Spring Hills Cherry Hill Assisted Living is taking human kindness to the next level. Through their annual Enrichment through Literature program, the residents will read the book “Human Kind, Changing the World One Small Act at a Time,” a collection of essays about true and transformative accounts of kindness, by Brad Aronson. Each month throughout the year, the residents will be encouraged to create their own acts of Human Kindness. They will work with school groups, community groups and more to provide community outreach, opportunities for service, and positive engagement to combat the risk of isolation during the pandemic.

“Human Kind, Changing the World One Small Act at a Time” starts with the author’s own story of how his community turned out to support his family when his wife Mia underwent cancer treatment and traveled the long road to recovery. 

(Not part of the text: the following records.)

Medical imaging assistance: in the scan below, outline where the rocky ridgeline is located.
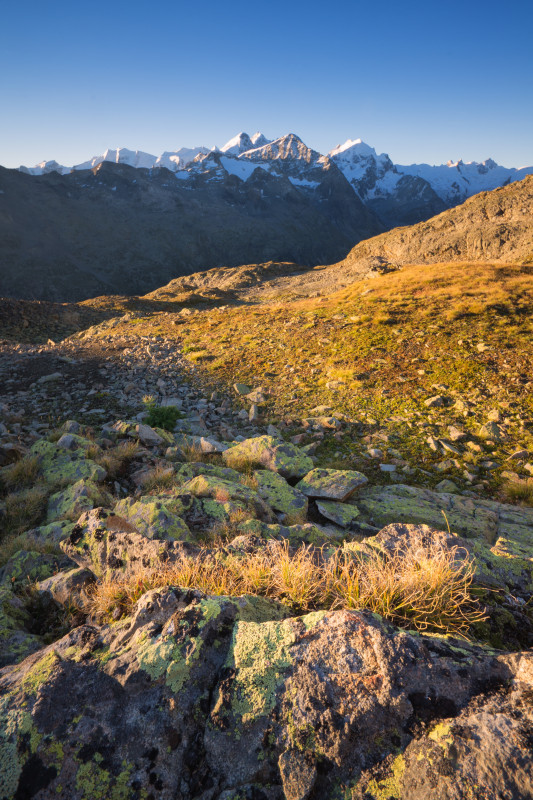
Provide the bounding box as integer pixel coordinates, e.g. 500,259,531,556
0,334,533,800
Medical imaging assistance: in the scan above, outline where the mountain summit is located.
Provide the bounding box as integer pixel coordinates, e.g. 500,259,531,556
19,131,533,228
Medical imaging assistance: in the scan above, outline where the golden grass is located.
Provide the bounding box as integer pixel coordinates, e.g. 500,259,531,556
336,262,533,318
139,466,176,492
89,540,485,638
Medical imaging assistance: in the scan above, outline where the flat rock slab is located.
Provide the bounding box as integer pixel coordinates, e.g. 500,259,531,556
0,584,532,800
296,468,368,502
222,436,313,478
61,508,193,578
114,497,191,541
316,500,359,528
30,439,107,484
254,470,309,515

Each month, starting in March, Spring Hills Cherry Hill residents will explore a chapter of the book and engage in acts of kindness that relate to the month’s given topic. Of particular interest are the chapters that involve service to animals, as Spring Hills is known for its Signature Touch program “PAWS” (Pets are Welcome) and other programs like “Care Cubes” and “Signature Dining.” Plans are also underway to involve local schools, intergenerational groups, non-profits and charities. Throughout the year, Brad Aronson will participate in Zoom meetings and virtual panel discussions, and the Spring Hills communities throughout the country will share their top three acts of kindness each month.

“Our top priority is always the health and wellbeing of our residents and associates. Being of service to others is a basic human need,” President/CEO of Spring Hills Alexander Markowits said. “By empowering our residents to help others and remain active through programs like this, they are engaged as well as mentally, emotionally and physically healthy.”

To kick off the program, the residents participated in a Heart-to-Heart art project. They made handmade hearts out of pipe cleaners and linked them together to form a chain. They were then strung together and displayed throughout the community’s common areas, symbolizing the “chain reaction” of kindness that the group hopes to ignite.